Mr. Litman and Mr. Hickton pointedly referenced a 2004 decision by President Bush to take no action to renew the federal ban on so-called assault weapons after the National Rifle Association publicly stated it would withhold its endorsement of a presidential candidate until the ban had expired.

Prosecutors held back after that meeting, only to flirt three months later with bringing a prosecution. It did not materialize, despite a heads-up to defense lawyers that such an indictment was forthcoming.

Then came a Jan. 27 meeting between prosecutors and the defense team at the U.S. attorney's office in Pittsburgh. It broke up amid the most explicit threat to date to indict the former mayor.

A Feb. 1 e-mail by Mr. Litman, followed up five days later by a registered letter to Ms. Buchanan, outlined the Jan. 27 meeting. Prosecutors, the documents say, informed Mr. Murphy's legal team that they planned to indict the former mayor on three felony counts and two misdemeanor counts.

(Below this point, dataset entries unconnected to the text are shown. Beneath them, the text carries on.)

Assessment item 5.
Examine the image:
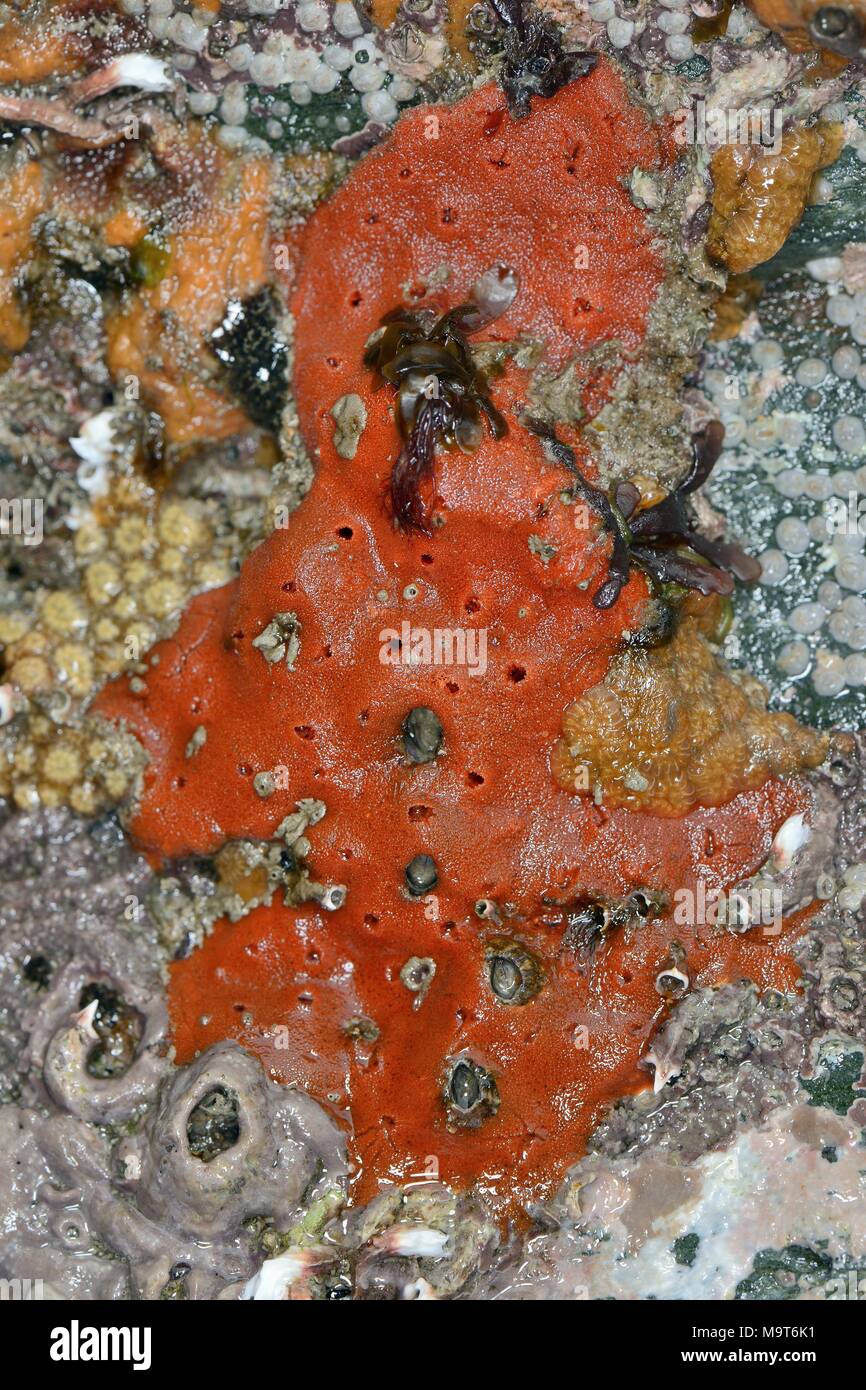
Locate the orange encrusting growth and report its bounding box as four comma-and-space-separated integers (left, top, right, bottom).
0, 0, 81, 82
107, 150, 270, 443
97, 64, 808, 1209
0, 160, 44, 352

The charges were different from the earlier theft of honest services accusation and would, instead, have been based on a federal statute forbidding a promise of benefits in return for political help.

Attending the meeting were Mr. Hickton and attorney Robert Leight, as well as Deputy U.S. Attorney Robert Cessar and Assistant U.S. Attorney Stephen Stallings. Lawrence Claus, a deputy Allegheny County district attorney who was overseeing the county's end of the joint state-federal probe, also attended.

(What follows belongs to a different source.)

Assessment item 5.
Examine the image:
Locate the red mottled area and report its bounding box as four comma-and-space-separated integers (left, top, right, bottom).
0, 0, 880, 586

Prosecutors Cessar and Stallings, according to an e-mail by Mr. Litman to Ms. Buchanan, offered a plea bargain: The former mayor, they said, could plead guilty to a single federal misdemeanor.

"Bob and Steve further suggested that if the mayor did not accept the offer, they would shortly seek a five-count indictment consisting of three felony charges ... and two misdemeanor charges," Mr. Litman wrote.

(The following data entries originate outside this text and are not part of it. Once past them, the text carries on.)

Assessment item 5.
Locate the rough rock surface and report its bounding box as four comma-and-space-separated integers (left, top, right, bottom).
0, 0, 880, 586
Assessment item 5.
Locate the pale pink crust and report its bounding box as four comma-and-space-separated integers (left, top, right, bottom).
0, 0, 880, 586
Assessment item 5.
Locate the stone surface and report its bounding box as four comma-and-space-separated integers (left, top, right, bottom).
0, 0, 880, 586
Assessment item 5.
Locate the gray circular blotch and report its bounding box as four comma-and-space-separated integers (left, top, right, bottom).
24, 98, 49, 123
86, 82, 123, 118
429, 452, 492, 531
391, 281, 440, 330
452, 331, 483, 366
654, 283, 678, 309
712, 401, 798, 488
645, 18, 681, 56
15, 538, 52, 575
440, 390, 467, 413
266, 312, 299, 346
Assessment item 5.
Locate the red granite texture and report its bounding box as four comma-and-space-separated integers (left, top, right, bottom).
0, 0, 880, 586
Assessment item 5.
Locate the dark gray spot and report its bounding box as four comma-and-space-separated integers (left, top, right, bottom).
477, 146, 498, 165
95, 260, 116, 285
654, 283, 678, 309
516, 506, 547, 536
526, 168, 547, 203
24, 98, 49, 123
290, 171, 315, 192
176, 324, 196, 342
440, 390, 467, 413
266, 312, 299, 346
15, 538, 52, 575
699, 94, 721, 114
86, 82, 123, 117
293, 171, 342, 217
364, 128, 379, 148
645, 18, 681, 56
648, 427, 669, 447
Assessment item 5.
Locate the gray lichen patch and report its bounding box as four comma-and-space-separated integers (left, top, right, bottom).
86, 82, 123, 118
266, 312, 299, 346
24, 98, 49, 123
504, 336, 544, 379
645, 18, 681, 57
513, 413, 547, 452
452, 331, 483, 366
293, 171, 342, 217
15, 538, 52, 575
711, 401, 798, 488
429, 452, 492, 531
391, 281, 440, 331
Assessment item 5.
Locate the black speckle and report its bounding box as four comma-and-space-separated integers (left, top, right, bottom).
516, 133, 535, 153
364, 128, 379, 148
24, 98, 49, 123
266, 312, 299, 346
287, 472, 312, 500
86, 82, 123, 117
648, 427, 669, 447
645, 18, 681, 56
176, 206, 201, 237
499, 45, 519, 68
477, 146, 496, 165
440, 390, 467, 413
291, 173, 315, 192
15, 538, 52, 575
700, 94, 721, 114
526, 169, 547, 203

At one point, according to participants, Mr. Claus informed the legal team of several state charges Mr. Zappala was considering if the federal government did not act.

"It was not clear to the participants in the meeting whether they were speaking for you or simply setting out what they would be recommending you do," Mr. Litman wrote to Ms. Buchanan.

When Mr. Litman did not hear back from Ms. Buchanan, he and Mr. Hickton fired off a registered letter, marked "Personal and Confidential." The three-page letter pleaded for an opportunity to take the matter to the Justice Department criminal division in Washington for a second review by its top deputy attorney general before an indictment was brought.

Mr. Litman made clear that a plea bargain was out of the question.

In the Feb. 6 letter, the two lawyers also vividly suggested that the Supreme Court and the federal 3rd Circuit Court of Appeals "have repeatedly refused -- often with stinging language -- to endorse expansive statutory interpretations that would arrogate to federal prosecutors the sort of wide-ranging criminal-law oversight of local elections and political processes that you are seeking."

He also invoked the federal Hyde Amendment, which allows those exonerated by juries to seek reimbursement of legal costs.

As the Murphy legal team braced itself for a forthcoming indictment, expecting it as early as Feb. 13, they received a call back from Ms. Buchanan, who opened negotiations that would stretch from mid-February to yesterday.

Early in the process, the Murphy team persuaded the former mayor to waive the federal statute of limitations. Prosecutors were basing their criminal case on a Feb. 28, 2001, letter in which Joe King, head of the firefighters union, laid out "the full understanding of the parties" about the forthcoming contract settlement.

With a five-year statute about to run out and prosecutors threatening to charge their client, the Murphy lawyers decided to gamble that they could persuade Ms. Buchanan not to bring charges, but knew they had to keep her talking.

Yesterday, in an interview, Ms. Buchanan confirmed that Mr. Murphy had waived the statute of limitations. She never made clear whether her deputies, when they laid out the indictment threat against Mr. Murphy in January, were acting on her authority.

She said only, "I make the decisions on indictments."